Before Wallis by Rachel Trethewey

Before Wallis by Rachel Trethewey

Author:Rachel Trethewey
Language: eng
Format: epub
Publisher: The History Press



Rather than being remembered for her great love affair with the prince, Thelma Furness is most well known for her role in introducing Wallis Simpson to the heir to the throne. A fellow American, at that time Wallis was married to her second husband, Ernest Simpson, who was an Anglo-American shipping broker, when she met the Prince of Wales. During her first years in London Wallis had been lonely; she felt that she did not fit into British society. She searched for like-minded friends among the American colony in the city. Ernest and Wallis began to socialise with young diplomats and managers of American banks and businesses.1 It was an important moment for Wallis when she first met Thelma’s sister Consuelo, who was married to Benjamin Thaw, first secretary of the American embassy in London.
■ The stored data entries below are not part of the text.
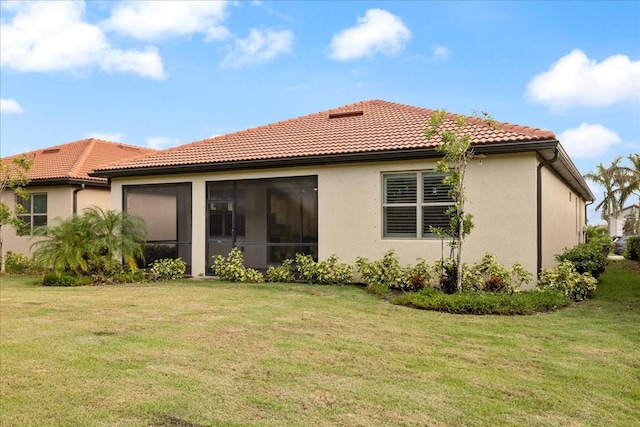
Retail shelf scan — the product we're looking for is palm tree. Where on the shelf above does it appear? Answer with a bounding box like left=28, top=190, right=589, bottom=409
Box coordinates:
left=32, top=207, right=146, bottom=276
left=584, top=157, right=623, bottom=235
left=620, top=154, right=640, bottom=234
left=82, top=207, right=146, bottom=272
left=31, top=216, right=94, bottom=276
left=620, top=154, right=640, bottom=203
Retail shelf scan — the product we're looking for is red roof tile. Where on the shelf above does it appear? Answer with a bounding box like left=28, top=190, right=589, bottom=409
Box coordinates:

Consuelo and Wallis became close friends and then Consuelo introduced Wallis to Thelma. The two women immediately got on well as Thelma found Wallis ‘fun’.2

In their memoirs, Thelma, Wallis and the Prince of Wales all recorded slightly different versions of how and when Edward first met Mrs Simpson. According to Thelma, it was in late 1930 or January 1931, when Consuelo first brought Wallis over to cocktails at Thelma’s house. Gloria and her friends also dropped in, making an impromptu party. The prince arrived to see Thelma and she introduced him to her new friend, Mrs Simpson. Thelma later wrote that it was an uneventful meeting; there was no electric tension between Wallis and Edward that night.3

Edward remembered it differently. He recalled in his memoir that he first met the woman he would marry when he went to Lady Furness’s country house, Burrough Court, for a weekend’s hunting with his brother George during the winter of 1931. Wallis was there with her husband. She did not ride, and she was suffering from a bad cold. The prince made conversation with her, saying that she must miss central heating. Always prepared to say what she thought, Wallis told him that, on the contrary, she liked cold houses. A mocking look came into her eyes when she said that every American woman who came to England was asked that question and she had hoped for something more original from him. Her willingness to challenge him immediately attracted Edward’s attention and made her more interesting to him.4

In her memoir, Wallis corrected both Thelma’s and the prince’s accounts. She agreed with Thelma that their first meeting was in the winter of 1930–31, but it was at Burrough Court, not in London. Biographers confirm that the fateful date was 10 January 1931.5 Thelma had planned a hunting weekend with the heir to the throne. Lord Furness was away on safari so, to keep up appearances, a married woman was required to act as chaperone. Wallis and Ernest Simpson were invited because Consuelo could not be there. At this point, Wallis hardly knew Thelma as they had only met at a couple of parties. At first, she was reluctant to go because she did not know what would be expected of her.